En una revolución que, como decía el Che, cuando es verdadera se triunfa o se muere, si no triunfa ni muere, se degenera, se pudre. La degradación de un proyecto revolucionario y de la práctica concreta de su emprendimiento equivale a la subsumisión definitiva a las reglas del juego y los valores burgueses, de su democracia de mampostería, su hipocresía institucional y de la apología de la propiedad privada. El proyecto se degrada cuando se invierte en la práctica, es decir, cuando deja de subvertir, volviéndose inocuo y asimilando lo que pretendía negar.
Ese es el desafío de este proceso bolivariano: hay que acelerar todos los mecanismos que sirvan de torniquete a ese monstruo que puede devorarnos. Como dijo Alfredo Maneiro en el año 1974: «Para evitar que se corrompa hasta el telegrafista del pueblo».
El llamado lumpen-funcionariado es una expresión necesaria, no de la corrupción del Estado liberal-burgués, sino de la degradación de la práctica que, por ende, deja de ser revolucionaria.
Este golpe «anaranjado» es el peor desde la alborada de Hugo Chávez, cuando las andanzas de Cruz Weffer y el Plan Bolívar 2000, con el inefable general Rosendo.
Creo que el presidente Maduro debe poner todas las cartas sobre la mesa, tal como lo hizo Chávez en la época de los golpes de Estado, incluido el llamado paro petrolero, promovido desde la casta de la «meritocracia» de Pdvsa. Maduro representa la jefatura de la Revolución bolivariana, pero también el constructo de la alianza histórica con el pueblo y la búsqueda de alivios y superación de las penurias que lo acosan. Es el Presidente de la República y sus circunstancias.

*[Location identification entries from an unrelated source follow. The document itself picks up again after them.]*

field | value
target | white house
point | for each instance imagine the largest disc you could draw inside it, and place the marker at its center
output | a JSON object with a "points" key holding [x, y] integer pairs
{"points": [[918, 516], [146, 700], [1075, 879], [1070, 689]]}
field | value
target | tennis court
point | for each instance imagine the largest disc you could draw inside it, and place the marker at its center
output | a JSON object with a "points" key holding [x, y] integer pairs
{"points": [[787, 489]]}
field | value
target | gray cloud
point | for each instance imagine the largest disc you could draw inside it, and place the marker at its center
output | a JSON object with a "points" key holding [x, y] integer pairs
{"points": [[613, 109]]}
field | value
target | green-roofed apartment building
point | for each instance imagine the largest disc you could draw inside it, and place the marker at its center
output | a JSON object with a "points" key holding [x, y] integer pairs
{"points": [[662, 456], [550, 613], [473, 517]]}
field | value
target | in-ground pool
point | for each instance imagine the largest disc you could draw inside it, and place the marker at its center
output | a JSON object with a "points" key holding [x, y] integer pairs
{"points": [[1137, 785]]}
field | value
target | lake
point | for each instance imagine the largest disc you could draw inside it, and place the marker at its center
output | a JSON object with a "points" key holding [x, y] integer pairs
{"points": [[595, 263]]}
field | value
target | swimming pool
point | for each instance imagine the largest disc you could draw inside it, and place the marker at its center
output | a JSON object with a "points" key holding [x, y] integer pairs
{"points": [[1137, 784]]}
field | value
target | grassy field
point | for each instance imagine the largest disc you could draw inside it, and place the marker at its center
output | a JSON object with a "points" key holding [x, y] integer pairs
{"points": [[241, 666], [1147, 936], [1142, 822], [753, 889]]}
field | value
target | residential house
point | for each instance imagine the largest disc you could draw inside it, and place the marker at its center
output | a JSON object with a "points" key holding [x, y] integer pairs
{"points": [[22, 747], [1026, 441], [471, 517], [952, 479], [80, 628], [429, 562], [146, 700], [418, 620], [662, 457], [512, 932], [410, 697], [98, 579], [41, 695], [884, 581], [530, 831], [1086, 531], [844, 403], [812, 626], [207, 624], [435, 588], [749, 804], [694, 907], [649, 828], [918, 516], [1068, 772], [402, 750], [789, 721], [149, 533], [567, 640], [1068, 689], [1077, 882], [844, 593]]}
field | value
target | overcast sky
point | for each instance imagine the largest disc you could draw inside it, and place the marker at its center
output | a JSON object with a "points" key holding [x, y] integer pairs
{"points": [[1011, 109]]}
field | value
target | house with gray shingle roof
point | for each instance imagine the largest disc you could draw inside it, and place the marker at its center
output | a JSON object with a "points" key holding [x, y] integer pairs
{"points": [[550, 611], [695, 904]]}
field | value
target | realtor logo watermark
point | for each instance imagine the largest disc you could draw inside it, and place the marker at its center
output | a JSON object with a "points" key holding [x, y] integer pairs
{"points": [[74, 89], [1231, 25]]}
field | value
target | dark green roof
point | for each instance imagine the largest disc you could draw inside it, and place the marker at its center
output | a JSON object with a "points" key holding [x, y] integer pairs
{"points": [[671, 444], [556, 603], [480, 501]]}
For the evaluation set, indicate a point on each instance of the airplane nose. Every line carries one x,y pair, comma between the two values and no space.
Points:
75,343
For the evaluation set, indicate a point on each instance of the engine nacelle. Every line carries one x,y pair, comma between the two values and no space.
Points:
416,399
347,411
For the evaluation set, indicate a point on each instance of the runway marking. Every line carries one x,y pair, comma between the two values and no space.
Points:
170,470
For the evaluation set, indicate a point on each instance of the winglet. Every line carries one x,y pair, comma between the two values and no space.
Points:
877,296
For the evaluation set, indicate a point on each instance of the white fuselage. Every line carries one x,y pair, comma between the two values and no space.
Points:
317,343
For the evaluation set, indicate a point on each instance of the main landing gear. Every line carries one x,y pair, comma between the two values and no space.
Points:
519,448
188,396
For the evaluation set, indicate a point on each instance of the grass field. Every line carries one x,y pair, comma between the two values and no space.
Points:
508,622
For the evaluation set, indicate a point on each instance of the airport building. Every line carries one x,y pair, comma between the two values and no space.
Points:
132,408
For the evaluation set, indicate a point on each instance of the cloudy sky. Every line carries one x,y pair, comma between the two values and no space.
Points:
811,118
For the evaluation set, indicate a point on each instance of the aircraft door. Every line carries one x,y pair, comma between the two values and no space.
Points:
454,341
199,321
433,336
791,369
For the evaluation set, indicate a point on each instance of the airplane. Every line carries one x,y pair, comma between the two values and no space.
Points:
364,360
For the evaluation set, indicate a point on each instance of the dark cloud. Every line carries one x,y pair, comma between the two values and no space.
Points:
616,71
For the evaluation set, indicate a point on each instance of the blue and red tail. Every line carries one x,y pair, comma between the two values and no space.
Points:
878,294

Pero me pregunto hasta cuándo permaneceremos inmovilizados. Hay necesidad de avanzar en la consolidación del carácter protagónico de la democracia. Como pueblo somos el sujeto, la fuerza motriz, la oralidad de la revolución.
El Presidente debe estar necesitado de un nuevo aluvión popular. Diez años continuos en el ejercicio de la jefatura de un Estado víctima de los estragos de la corrupción, del bloqueo imperial, de la dispersión y la apatía de las fuerzas populares representa una camisa de fuerza de la cual hay que librarse con el aliento del pueblo trabajador y el apoyo de los sectores sociales más sensibles. Así, podremos garantizar la hegemonía del gobierno y del legado de Chávez, porque los demonios andan sueltos en la América Latina.
Y en Venezuela los tenemos anidados, ansiosos de dar un zarpazo.